Risque physique et aussi psychologique : dans « BR3 », la possibilité de tomber dans le fleuve existe et fait partie du travail. Quand nous entrons dans un hôpital [[ Spectacle « Livro de Jó », à l ´Hôpital Humberto 1er, São Paulo.]], l´atmosphère du lieu nous affecte et tous sont traversés par ça. Au DOPS[[Prison de São Paulo où la dictature torturait les prisonniers « poitiques » et où a été créé le spectacle « Apocalipse 1,11 »]], quand nous avons commencé c´était très difficile, à cause de l´atmosphère du lieu : les répétitions duraient une ou deux heures et nous n´avions plus d´énergie… Or nous avions l´habitude de faire de longues répétitions sans nous fatiguer ! Tous ces éléments créent un état de présence de l´acteur qui est autre, et tout cela apparaît autant dans le processus de création que durant les représentations : c´est ça le danger, le risque. Il y a un aspect complètement lié à la Performance là.
Par ailleurs, notre travail est un vrai travail de groupe : les décisions importantes sont prises collectivement : choix des projets, administration, tournées, finances… Dans la démarche de création, dans la première étape (3 mois environ), ce sont des improvisations dirigées par les acteurs eux-mêmes car ce sont eux qui les proposent. À la fin de chaque mois, on fait ce qu´on appelle un « étendoir » : on choisit les scènes, les images que l´équipe entière a préférées. Cet « étendoir » est filmé, l´auteur prend ce matériel, fait un choix et une proposition de texte à partir de lui. Les acteurs improvisent à nouveau et ainsi de suite…
Ce type de travail nous met tous dans une situation d´insécurité, de « non savoir ». C´est une situation de laisser-aller mais qui n´est pas passive parce qu´on est tout le temps en recherche. Il faut donc des acteurs complices qui acceptent de plonger ensemble, physiquement et psychologiquement, et ne demandent pas de réponses immédiates, précises.
J.-J. M. : Et, alors, la place du public dans votre démarche?
A. A. : À partir de la création d´ « Apocalipse 1,11 » nous avons opté pour une dynamique de la présence du public pendant le processus de création. Pendant la phase où nous avions déjà un certain matériau. Tous les vendredis nous faisions une espèce de bilan de la semaine et présentions toutes les scènes travaillées à des gens qui commentaient.
Tout cela a abouti à une période de deux ou trois mois de répétition ouverte pour tous ceux que ça intéressait. Il n´y avait pas de débat à la fin du spectacle pour ne pas forcer les gens à parler ni créer d´obligation : on laissait la porte ouverte pour qu´ils viennent parler avec nous ou nous écrivent.

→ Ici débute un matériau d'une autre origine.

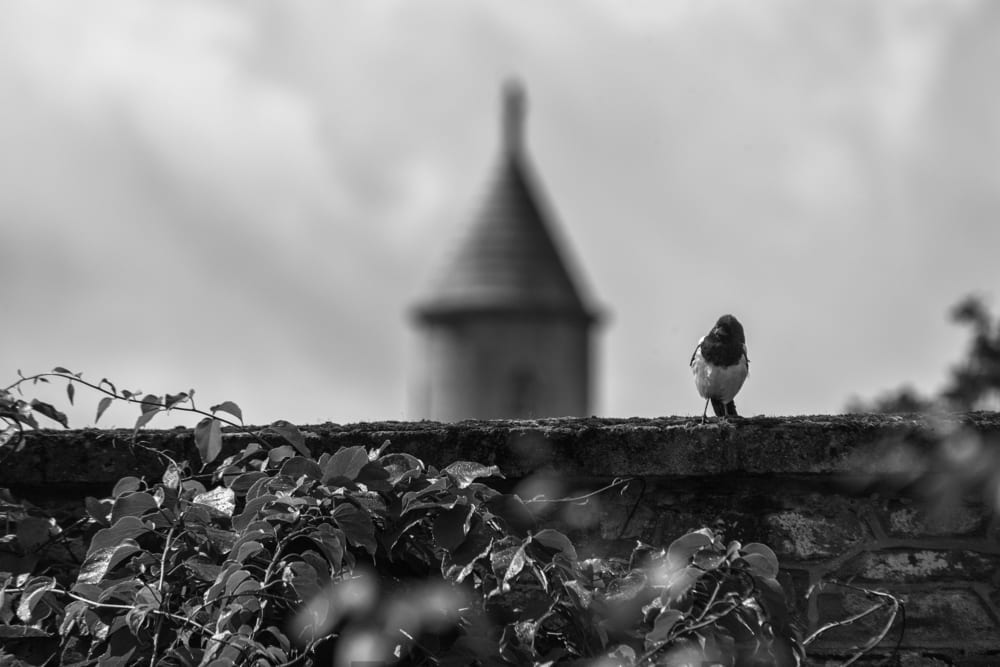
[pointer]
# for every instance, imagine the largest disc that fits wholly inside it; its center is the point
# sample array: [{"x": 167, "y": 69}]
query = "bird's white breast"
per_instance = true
[{"x": 719, "y": 382}]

Pour « BR3 » nous avons fait passer un questionnaire que les gens remplissaient s´ils voulaient. Mais comme ils allaient jusqu´au fleuve Tiétê et qu´ensuite nous les ramenions jusqu´au Mémorial da América Latína, ils avaient le temps et pratiquement 99% écrivaient quelque chose. On parle beaucoup du triangle acteur-metteur en scène- auteur, mais je perçois le public comme un autre vecteur, qui, de fait, interfère. Bien sûr que je faisais un tri, mais dans la plupart des fois les suggestions et les problématisations amenaient des choses très intéressantes.
D´ailleurs je vais dire un secret : je suis le premier à prendre les questionnaires dès que se termine le spectacle et je ne dors pas avant de les avoir tous lus et faire une synthèse de ce qui est pour la scénographie, la musique, les acteurs… et le lendemain je passe tout pour les différents secteurs.

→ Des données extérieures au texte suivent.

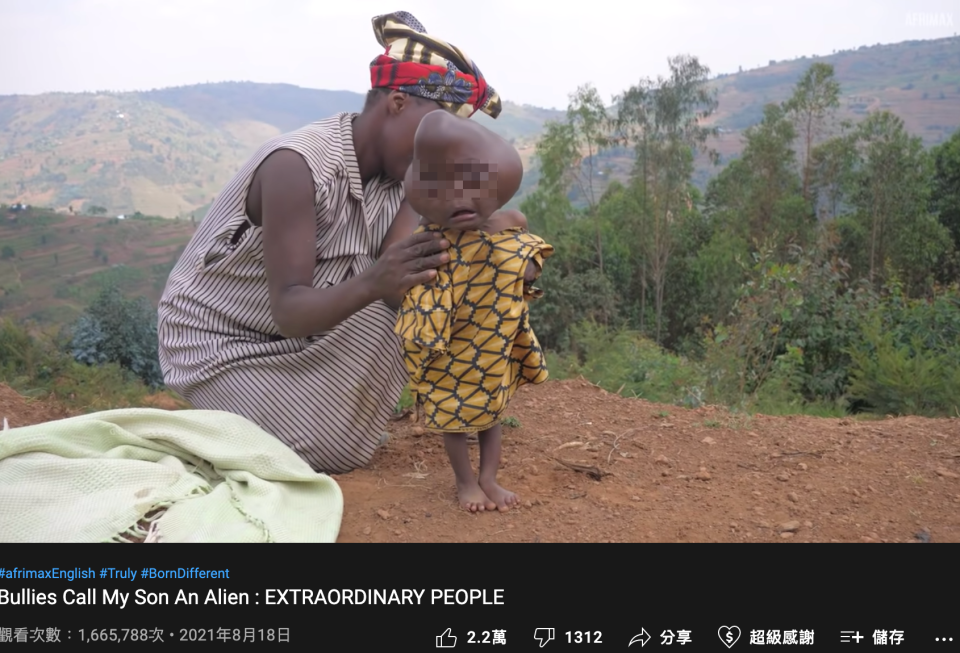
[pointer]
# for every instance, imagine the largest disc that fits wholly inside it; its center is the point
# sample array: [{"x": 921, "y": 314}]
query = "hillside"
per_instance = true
[
  {"x": 53, "y": 265},
  {"x": 917, "y": 80},
  {"x": 167, "y": 152},
  {"x": 635, "y": 471}
]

Dans ce sens le public a un rôle créatif. Pas de récepteur, qui crée l´oeuvre dans sa tête au fur et à mesure qu´il y assiste, comme l´idée de « l´oeuvre ouverte » d´Umberto Eco, non, je parle d´un aspect créatif plus concret : il fait en sorte que notre travail se modifie !
J.-J. M. : De spectacle en spectacle, s´est affirmée fortement une esthétique « Teatro da Vertigem » et votre travail, justement, a un lien très fort avec la réalité brésilienne du moment. Comment cela interfère-t-il sur vos choix esthétiques ?

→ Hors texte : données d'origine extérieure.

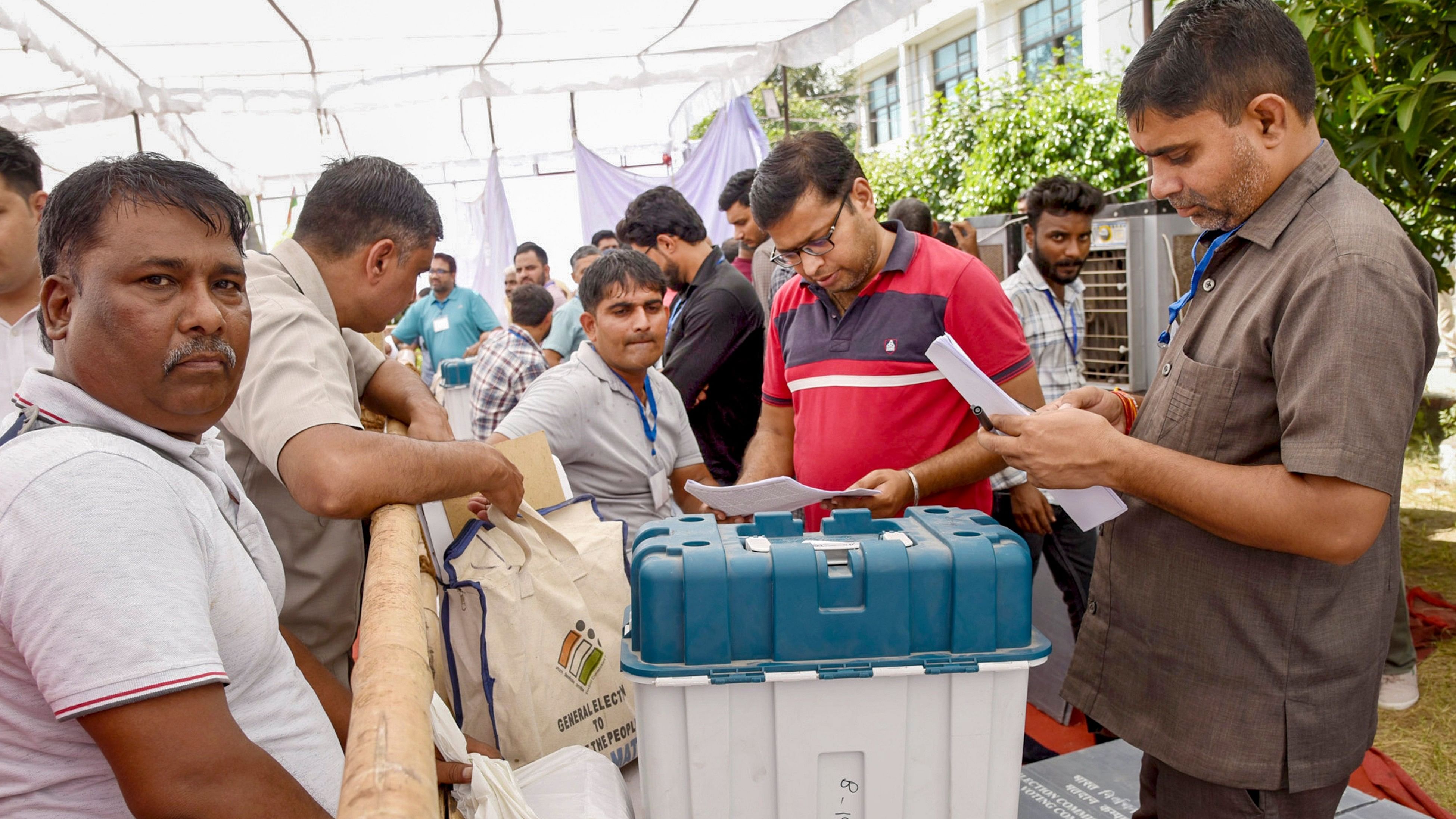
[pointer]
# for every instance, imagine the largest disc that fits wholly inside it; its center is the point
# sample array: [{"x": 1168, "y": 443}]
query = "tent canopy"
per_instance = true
[{"x": 262, "y": 94}]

A. A. : Ma sensation c´est que ce plongeon dans la réalité (recherche de terrain, répétitions dans la rue, contacts avec les gens…) stimule notre imaginaire, entre dans nos corps… Il provoque, de lui-même, une condensation esthétique, une pulsion et pas une décision a priori, antérieure et volontaire. Au début du processus je ne sais pas quelle forme aura le spectacle. Avoir une forme, un concept, une idée que je présente au début des répétitions aux acteurs, je sais faire et je le fais quand je monte un opéra, car en 2 semaines de répétitions on n´a pas le temps d´explorer. Mais au « Teatro da Vertigem », on ne travaille pas comme ça, on se met en risque, en défi. Comme metteur en scène je me transforme, je me sens changé par le processus car je me mets en situation de risque, de ne pas savoir, de lâcher- prise. En fait les choses se découvrent au fur et à mesure, et ensemble… Mettre la main à une situation, un quartier, ça nous contamine peu à peu, ça nous salit, ça génère une autre réalité. Je n´ai rien contre la scène à l´italienne, mais ce qui est important c´est de tenter une subversion de l´espace par le théâtre, comme si le théâtre pouvait occuper la ville, l´envahir, l´infiltrer, la miner, la déborder. La forme finalement se construit comme ça, entre nous tous.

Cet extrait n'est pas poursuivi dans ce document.